Having a loud home might seem intimidating. Some people don’t want to live in homes that are loud as they can seem a bit off-putting. The problem with loud houses is that they’re typically new homes, which cannot simply be abandoned.

9 Reasons Why Your House is so Loud

Loud homes have very clear reasons for their echoey nature. Your home might be loud due to one or multiple of the following reasons.

9. Poor insulation

Poor home insulation is one of the main reasons a home is loud. Insulation has a thermal barrier role. But it also reduces the vibrating effect of walls whenever sounds hit them. The thicker the insulation the less likely a home is to be loud or echoey.

8. Uneven flooring

Uneven floors can be a sign of a serious issue. However, uneven floors or even open slabs of wood flooring or tile can lead to improper noise insulation between the floors. It’s best to check the flooring, especially on the upper floor to see if it’s in a good condition if you think your home is loud.

7. Thin walls

Thin walls are common today. Most builders will choose the minimum thickness required by the building code to save money. Thin walls don’t do good sound insulation. They can even amplify sounds if they aren’t properly installed as well.

6. Cheap down attic stair

Down attic stairs are sometimes known to allow sound to make it into the attic. If they aren’t sealed properly when closed, these types of stairs allow sound to travel through the entire attic.

Whenever you speak under these stairs the sound might travel to another room or the entire upper floor through the attic.

5. A lack of furnishings

Minimalist furniture is a real thing. However, minimalist furniture also makes your home feel empty and it doesn’t cover up the walls as well.

Smaller furniture doesn’t prevent sound from bouncing off the walls. This is why you want to add a bit more furniture in the loud areas of your home.

Soft furnishings such as sofas and armchairs are particularly good at dampening sounds. Make sure to add a few soft furnishings to each room of your house.

4. Air vents

Air vents are known for carrying sound. Unless you cover them up completely you’re bound to have sound traveling through them at alarming levels.

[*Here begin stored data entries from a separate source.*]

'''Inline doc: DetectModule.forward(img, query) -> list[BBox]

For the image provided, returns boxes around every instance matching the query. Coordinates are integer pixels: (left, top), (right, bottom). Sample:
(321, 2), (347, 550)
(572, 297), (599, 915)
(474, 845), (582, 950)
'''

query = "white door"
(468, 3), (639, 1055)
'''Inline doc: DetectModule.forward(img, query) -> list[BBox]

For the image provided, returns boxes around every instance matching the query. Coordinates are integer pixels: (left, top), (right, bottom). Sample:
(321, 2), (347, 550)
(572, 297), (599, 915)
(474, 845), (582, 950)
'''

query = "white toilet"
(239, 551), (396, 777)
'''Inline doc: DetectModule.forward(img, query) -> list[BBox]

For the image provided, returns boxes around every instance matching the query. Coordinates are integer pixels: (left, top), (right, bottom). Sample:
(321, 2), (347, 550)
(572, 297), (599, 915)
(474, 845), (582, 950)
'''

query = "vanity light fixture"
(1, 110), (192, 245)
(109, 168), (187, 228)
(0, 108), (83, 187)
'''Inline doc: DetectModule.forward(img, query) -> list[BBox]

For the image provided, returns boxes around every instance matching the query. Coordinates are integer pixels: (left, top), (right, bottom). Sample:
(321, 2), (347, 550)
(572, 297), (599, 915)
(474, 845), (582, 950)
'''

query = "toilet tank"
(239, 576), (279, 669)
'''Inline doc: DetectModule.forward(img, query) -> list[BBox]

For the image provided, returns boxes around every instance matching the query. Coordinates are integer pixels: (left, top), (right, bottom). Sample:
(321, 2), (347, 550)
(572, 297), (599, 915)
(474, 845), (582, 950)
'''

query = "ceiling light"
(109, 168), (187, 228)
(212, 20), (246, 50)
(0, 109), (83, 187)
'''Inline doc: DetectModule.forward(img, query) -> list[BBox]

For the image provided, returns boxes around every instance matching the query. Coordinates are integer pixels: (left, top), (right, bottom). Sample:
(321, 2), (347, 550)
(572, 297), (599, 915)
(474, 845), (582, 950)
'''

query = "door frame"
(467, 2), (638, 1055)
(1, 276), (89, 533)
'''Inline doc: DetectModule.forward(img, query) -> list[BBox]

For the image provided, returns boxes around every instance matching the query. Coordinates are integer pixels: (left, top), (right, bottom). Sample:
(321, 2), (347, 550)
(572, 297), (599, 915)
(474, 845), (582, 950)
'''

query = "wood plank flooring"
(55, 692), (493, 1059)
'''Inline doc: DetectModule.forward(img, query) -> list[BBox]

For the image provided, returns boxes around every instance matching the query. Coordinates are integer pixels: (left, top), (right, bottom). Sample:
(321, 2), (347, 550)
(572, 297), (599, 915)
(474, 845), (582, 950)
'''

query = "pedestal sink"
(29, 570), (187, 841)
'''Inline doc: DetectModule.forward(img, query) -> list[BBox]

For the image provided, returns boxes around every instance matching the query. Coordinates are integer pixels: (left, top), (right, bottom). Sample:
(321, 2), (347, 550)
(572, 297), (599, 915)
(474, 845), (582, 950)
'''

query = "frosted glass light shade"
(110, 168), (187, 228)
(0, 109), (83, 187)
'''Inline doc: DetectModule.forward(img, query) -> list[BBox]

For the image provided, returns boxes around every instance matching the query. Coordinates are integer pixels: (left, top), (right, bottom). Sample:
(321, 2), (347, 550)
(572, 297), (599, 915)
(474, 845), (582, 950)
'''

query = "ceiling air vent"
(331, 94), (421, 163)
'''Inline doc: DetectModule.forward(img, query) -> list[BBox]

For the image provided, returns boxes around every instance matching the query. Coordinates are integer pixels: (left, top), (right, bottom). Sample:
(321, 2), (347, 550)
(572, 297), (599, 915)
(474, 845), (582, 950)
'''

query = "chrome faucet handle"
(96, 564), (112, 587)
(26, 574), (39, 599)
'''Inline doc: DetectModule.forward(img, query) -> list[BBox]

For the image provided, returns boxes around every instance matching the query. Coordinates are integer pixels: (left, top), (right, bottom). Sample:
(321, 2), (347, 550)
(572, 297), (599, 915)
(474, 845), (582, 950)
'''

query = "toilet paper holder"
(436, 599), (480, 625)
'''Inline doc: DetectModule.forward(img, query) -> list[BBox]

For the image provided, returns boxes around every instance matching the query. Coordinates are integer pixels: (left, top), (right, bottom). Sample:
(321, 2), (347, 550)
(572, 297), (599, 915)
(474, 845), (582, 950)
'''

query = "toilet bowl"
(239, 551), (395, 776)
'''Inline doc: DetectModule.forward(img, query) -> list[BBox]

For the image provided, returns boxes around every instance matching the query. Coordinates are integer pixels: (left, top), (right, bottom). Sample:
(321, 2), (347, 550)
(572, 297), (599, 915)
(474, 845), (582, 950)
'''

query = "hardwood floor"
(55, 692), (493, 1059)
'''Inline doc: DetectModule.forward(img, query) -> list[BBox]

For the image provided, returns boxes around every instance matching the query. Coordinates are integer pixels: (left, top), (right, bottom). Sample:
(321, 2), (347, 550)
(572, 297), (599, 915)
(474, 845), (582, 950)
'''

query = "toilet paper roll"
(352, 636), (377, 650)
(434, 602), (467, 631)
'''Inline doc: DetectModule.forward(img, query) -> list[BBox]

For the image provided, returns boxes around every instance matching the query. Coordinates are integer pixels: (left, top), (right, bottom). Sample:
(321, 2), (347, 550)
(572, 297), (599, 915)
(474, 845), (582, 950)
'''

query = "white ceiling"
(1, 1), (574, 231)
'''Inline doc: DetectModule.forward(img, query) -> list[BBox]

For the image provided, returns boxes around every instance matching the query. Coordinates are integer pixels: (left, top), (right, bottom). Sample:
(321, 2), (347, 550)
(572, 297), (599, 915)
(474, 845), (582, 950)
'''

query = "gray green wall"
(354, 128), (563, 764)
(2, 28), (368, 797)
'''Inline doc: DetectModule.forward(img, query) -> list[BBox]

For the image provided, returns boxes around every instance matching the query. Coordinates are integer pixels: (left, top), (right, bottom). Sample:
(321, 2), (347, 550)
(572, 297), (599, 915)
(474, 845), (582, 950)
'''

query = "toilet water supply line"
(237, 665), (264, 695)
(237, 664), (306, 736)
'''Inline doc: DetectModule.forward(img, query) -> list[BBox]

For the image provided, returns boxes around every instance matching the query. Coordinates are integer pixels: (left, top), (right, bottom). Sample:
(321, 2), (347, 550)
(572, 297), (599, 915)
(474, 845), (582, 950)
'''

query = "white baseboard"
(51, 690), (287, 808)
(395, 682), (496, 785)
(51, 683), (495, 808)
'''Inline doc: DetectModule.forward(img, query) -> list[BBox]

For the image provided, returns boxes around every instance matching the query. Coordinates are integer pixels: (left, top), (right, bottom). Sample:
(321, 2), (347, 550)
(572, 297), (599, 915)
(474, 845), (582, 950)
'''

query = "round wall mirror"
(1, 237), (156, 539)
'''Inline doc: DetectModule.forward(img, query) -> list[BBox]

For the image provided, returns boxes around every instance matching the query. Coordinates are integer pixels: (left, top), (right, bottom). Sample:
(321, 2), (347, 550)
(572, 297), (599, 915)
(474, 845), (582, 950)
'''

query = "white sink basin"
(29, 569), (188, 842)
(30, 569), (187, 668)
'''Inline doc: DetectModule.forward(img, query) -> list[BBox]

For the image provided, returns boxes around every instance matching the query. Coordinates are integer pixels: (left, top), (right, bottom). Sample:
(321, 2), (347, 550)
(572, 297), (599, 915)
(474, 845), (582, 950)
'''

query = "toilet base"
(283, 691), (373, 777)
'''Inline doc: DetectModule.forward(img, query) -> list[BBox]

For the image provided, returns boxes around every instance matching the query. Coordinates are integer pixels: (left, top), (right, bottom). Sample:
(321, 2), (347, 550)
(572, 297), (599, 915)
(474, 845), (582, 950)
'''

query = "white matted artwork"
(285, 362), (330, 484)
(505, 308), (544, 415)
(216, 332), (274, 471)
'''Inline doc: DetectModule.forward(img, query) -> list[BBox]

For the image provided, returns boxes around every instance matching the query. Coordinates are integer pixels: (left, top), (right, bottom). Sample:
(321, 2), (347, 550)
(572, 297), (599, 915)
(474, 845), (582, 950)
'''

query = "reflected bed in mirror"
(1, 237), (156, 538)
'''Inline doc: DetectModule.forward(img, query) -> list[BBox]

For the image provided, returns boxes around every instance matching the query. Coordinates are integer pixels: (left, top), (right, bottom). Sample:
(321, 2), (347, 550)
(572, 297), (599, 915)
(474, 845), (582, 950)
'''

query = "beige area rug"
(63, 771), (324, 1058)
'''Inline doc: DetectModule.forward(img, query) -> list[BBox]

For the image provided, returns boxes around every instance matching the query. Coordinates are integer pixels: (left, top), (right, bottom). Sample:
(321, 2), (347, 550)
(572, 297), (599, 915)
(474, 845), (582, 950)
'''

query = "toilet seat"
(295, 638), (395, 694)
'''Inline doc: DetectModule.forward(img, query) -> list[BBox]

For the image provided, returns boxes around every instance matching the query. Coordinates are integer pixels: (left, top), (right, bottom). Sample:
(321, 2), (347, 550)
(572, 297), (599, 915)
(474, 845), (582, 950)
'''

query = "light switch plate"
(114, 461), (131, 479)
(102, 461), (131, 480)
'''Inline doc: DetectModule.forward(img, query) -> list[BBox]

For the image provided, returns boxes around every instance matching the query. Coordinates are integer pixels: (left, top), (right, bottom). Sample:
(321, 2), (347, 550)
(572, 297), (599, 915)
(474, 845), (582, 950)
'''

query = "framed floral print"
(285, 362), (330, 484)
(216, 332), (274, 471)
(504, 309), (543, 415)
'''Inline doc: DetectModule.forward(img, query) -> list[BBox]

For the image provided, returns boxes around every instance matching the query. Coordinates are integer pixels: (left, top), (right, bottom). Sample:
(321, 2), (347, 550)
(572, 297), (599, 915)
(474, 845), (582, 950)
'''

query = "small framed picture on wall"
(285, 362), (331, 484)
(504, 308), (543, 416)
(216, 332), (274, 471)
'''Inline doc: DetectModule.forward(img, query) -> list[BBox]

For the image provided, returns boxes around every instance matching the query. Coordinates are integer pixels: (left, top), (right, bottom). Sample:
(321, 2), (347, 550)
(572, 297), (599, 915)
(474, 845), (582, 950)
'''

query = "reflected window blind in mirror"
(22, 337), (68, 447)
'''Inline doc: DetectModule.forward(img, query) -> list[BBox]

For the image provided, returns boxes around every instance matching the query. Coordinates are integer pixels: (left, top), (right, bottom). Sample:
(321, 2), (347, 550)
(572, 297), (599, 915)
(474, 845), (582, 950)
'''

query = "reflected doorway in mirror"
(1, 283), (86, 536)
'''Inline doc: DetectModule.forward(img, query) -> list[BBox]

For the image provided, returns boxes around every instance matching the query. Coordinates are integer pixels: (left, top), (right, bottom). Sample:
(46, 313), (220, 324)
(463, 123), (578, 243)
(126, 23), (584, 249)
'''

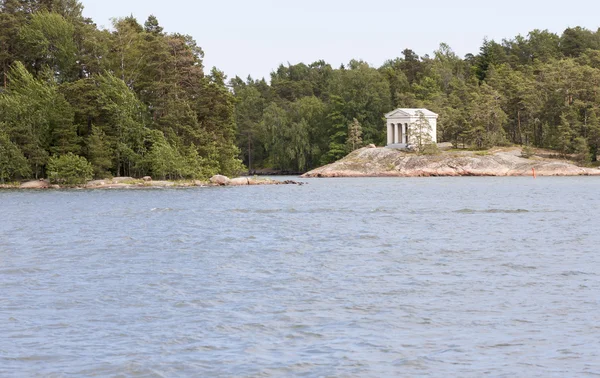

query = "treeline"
(0, 0), (243, 182)
(3, 0), (600, 182)
(233, 27), (600, 172)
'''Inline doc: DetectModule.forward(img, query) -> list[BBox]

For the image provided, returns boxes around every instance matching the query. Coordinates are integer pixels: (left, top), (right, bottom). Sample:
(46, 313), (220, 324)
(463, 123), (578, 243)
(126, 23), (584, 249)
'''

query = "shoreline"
(1, 175), (305, 190)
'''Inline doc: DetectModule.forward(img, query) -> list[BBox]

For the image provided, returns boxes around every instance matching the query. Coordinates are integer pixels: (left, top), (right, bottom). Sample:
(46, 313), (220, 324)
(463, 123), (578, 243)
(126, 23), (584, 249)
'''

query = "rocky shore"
(302, 146), (600, 177)
(1, 175), (304, 190)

Furthermore, depending on their design, air vents can amplify sounds easily.

3. The arrangement of your rooms

How are your rooms designed? Are they situated close by or are they separated by hallways? The way a house is designed is crucial for sound insulation.

The more rooms you have the less noise will be able to travel from one room to another.

Furthermore, a living room that’s in the center of the house is going to make the entire home feel loud and echoey as the sound you make while talking or listening to TV travels easily from a central point.

A living room that’s located in a corner of the house is going to propagate less noise. At the same time, living spaces that aren’t separated by thick walls from the immediate rooms are also going to feel quite loud.

2. Wall materials

What materials are your walls made from? Timber framing walls are going to be the loudest no matter how much insulation you add. European-style brick walls are going to dampen sounds the best.

One of the techniques used to limit walking sounds whenever new floors are laid includes leaving a small gap between the final top portion of the floor and the wall. This eliminates vibrations being transmitted to the wall and in return, this reduces the noise levels inside the house.

1. Open floor design

By far, the biggest problem that makes your house sound loud is an open floor design. Wide-open spaces allow sound to travel without physical barriers.

A kitchen and a living room in an open floor design are going to be places where the home feels the loudest.

Furthermore, there are apartments and homes where the kitchen, living room, and bedroom are all essentially a single room.

Open floor designs are modern and they look good in pictures. They’re inefficient when it comes to heating and most importantly, they make your home feel loud.

Echo is considerably more pronounced in open floor design homes than in classic homes with clear wall separation for each room.

You can consider adding a few ‘fake’ or partial walls in your open-floor home to limit the noise levels inside of the house.

While noise can also make its way indoors from the outside, it’s indoor noise that feels most controllable.


Homes can feel very noisy when there isn’t much furniture inside. This doesn’t mean you should stock piles of furniture. It means you need to add a piece of furniture in key areas such as corners where sound bounces off easily.

You can test specific noise levels in areas of your home by using a free app. These measure noise levels in decibels and should give a clear indication of which area of the home is the loudest.